Producer Val Lewton was inspired by Isle of the Dead, and he evoked it in certain shots in I Walked with a Zombie (1943). That famous painting would continue to provide visual inspiration in the 1945 film that shared its name. The second of three movies that Boris Karloff made for Lewton, it is a particularly beguiling, glinting jewel of the horror genre in which Lewton, director Mark Robson, and scriptwriters Ardel Wray and the uncredited Josef Mischel created a tale about a group of people quarantined on a small island during the Balkan Wars of 1912.

Isle of the Dead begins with a shot of Karloff’s Greek General Pherides carefully lathering his dirty hands with soap, and hand-washing imagery will recur throughout this measured, subtle, dread-filled picture.  General Pherides has been relentlessly overseeing the burial of his dead. When a reporter (Marc Cramer) apologizes after asking a harsh question, the General smiles quickly at him with a surprising kind of warmth.

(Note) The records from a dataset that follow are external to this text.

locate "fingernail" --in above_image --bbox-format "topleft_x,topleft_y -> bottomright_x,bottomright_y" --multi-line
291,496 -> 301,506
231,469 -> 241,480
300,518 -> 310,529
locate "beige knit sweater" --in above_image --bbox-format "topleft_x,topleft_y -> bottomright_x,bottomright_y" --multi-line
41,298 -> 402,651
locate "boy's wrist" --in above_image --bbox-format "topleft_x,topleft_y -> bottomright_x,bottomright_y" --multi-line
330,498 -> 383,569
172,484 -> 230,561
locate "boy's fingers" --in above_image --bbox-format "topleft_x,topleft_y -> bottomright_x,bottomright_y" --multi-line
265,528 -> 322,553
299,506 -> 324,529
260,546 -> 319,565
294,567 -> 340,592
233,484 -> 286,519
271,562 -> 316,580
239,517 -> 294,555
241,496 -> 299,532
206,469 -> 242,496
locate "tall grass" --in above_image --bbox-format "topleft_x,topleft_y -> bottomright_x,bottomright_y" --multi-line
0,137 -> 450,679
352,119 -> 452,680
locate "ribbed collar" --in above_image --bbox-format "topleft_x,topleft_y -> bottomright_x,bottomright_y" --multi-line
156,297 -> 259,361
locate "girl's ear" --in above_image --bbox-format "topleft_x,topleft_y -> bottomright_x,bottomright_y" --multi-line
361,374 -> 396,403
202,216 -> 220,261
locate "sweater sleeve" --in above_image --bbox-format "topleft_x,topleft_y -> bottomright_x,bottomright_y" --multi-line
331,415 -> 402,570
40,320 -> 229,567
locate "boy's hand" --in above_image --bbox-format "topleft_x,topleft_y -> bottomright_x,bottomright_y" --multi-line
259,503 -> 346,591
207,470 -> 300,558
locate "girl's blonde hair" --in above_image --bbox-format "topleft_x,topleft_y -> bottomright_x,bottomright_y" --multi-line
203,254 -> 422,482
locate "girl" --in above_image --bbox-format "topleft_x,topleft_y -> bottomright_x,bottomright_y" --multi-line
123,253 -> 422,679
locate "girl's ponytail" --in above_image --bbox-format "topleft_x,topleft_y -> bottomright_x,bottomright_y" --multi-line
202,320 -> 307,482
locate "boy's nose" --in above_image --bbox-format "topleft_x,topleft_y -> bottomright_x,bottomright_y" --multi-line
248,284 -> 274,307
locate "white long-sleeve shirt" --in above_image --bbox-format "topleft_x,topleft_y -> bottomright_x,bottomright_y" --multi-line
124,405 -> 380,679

Karloff wears white, curly hair here, and it gives him a slightly less sinister look than usual. After a successful run of films that included Frankenstein (1931), The Mummy (1932), The Black Cat (1934), and Bride of Frankenstein (1935), he had been trapped for years in substandard projects that only asked for his air of menace, but in The Body Snatcher (1945), Isle of the Dead, and Bedlam (1946), Lewton allows Karloff to play faceted human beings and gives him room for character details that his programmers never had time for, like that smile General Pherides bestows on the reporter.